Here, we present the code for our two-step framework for the analysis of multi-modal data, capturing the interplay between the different information layers. This framework consisted of inferring a multi-modal network and embedding the nodes into a low dimensional space for the effective exploration of similarities between nodes and data modalities.

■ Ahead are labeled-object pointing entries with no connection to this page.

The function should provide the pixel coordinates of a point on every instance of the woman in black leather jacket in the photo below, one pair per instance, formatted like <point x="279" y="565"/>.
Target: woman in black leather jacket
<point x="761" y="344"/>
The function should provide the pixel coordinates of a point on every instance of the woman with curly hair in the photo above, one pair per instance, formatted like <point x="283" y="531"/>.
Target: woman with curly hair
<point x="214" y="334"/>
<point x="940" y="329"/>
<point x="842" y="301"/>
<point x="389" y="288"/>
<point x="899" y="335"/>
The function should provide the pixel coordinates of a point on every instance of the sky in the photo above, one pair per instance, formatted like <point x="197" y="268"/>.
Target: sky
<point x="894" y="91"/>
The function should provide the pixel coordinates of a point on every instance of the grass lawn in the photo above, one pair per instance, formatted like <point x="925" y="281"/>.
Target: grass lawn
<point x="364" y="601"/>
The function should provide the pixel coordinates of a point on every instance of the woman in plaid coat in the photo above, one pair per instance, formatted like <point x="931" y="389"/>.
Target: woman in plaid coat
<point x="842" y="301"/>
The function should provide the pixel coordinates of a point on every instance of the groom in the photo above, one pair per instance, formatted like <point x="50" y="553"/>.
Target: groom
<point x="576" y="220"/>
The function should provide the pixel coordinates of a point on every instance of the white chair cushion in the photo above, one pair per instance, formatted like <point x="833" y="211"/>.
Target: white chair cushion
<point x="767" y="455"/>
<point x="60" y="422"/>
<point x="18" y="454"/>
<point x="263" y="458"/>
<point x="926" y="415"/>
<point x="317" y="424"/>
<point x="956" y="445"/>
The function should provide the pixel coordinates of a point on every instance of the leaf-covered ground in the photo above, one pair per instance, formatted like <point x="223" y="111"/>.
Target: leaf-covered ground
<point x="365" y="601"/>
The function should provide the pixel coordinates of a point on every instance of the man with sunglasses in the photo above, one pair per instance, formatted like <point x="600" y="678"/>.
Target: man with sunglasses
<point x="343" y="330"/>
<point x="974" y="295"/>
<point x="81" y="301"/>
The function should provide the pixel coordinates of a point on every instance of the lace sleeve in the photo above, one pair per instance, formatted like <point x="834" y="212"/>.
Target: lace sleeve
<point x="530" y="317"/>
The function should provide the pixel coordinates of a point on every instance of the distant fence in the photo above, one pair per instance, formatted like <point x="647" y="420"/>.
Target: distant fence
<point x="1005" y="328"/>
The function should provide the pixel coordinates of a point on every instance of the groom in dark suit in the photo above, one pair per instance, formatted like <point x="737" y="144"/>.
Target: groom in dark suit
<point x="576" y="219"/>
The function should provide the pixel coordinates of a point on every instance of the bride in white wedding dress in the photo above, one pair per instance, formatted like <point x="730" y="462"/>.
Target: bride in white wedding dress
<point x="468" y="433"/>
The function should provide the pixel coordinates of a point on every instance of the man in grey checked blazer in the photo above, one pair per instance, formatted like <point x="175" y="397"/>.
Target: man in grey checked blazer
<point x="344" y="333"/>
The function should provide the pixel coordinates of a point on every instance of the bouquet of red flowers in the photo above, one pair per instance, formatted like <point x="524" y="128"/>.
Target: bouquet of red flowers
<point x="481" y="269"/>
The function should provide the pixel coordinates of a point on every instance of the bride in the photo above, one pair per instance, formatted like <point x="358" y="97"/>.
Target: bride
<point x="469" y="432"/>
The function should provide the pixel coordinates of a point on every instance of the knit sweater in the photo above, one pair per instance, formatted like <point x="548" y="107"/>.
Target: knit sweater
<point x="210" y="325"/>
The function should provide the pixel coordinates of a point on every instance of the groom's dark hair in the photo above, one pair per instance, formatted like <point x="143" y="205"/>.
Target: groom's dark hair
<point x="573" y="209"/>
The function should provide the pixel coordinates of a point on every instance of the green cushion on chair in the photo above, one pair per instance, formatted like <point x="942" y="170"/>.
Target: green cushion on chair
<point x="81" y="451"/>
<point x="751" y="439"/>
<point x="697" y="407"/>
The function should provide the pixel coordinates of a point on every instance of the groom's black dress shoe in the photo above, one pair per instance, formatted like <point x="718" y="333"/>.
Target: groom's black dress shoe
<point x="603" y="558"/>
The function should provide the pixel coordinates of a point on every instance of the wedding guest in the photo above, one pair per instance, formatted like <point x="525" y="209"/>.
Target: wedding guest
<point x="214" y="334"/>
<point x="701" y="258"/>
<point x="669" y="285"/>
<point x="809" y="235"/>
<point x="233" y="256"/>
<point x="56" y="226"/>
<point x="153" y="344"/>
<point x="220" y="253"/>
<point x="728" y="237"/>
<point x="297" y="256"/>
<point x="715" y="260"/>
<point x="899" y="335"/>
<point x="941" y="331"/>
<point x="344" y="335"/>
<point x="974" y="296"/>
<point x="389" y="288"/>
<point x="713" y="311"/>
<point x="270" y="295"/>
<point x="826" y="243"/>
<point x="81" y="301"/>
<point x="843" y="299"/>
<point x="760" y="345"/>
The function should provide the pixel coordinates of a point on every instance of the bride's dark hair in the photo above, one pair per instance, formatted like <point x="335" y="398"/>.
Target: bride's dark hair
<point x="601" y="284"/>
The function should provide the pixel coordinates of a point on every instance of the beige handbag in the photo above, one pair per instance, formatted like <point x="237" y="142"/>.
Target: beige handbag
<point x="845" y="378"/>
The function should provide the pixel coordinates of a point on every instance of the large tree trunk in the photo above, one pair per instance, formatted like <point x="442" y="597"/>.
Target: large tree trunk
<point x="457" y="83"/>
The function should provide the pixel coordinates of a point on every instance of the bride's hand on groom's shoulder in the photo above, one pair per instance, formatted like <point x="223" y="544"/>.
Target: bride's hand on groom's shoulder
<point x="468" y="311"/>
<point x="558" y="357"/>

Code for the manuscript Network Embedding across Multiple Tissues Elucidates Multi-modal Context of Host Factors Important for COVID-19 Infection' Yue Hu, Ghalia Rehawi, Lambert Moyon, Christoph Ogris, Janine Knauer-Arloth, Florian Bittner, Annalisa Marsico, Nikola S. Mueller (2022)
Openly available public data Genotype-Tissue Expression (GTEx) from https://gtexportal.org/home/ complemented by confidential data on genotypes and phenotypes which cannot be disclosed here. Special access can be granted by application to NCBI dbGAP Portal (https://dbgap.ncbi.nlm.nih.gov/).
- Install anaconda and snakemake. (We used conda 4.11.0; snakemake-minimal=5.32.1=py_0)
- Conda environment with all packages are to be created automatically by snakemake at each step
Snakemake workflow manager was used for the different steps of the analysis:
- Preprocessing
- Polygenic Risk Score (PRS) calculation
- KiMONo
- Network embedding
- Analysis & Figures
Same directory structure can be found for Snakemake files and code scripts. Instructions on execution of snakemake workflows can be found in each directory in form of README.txt.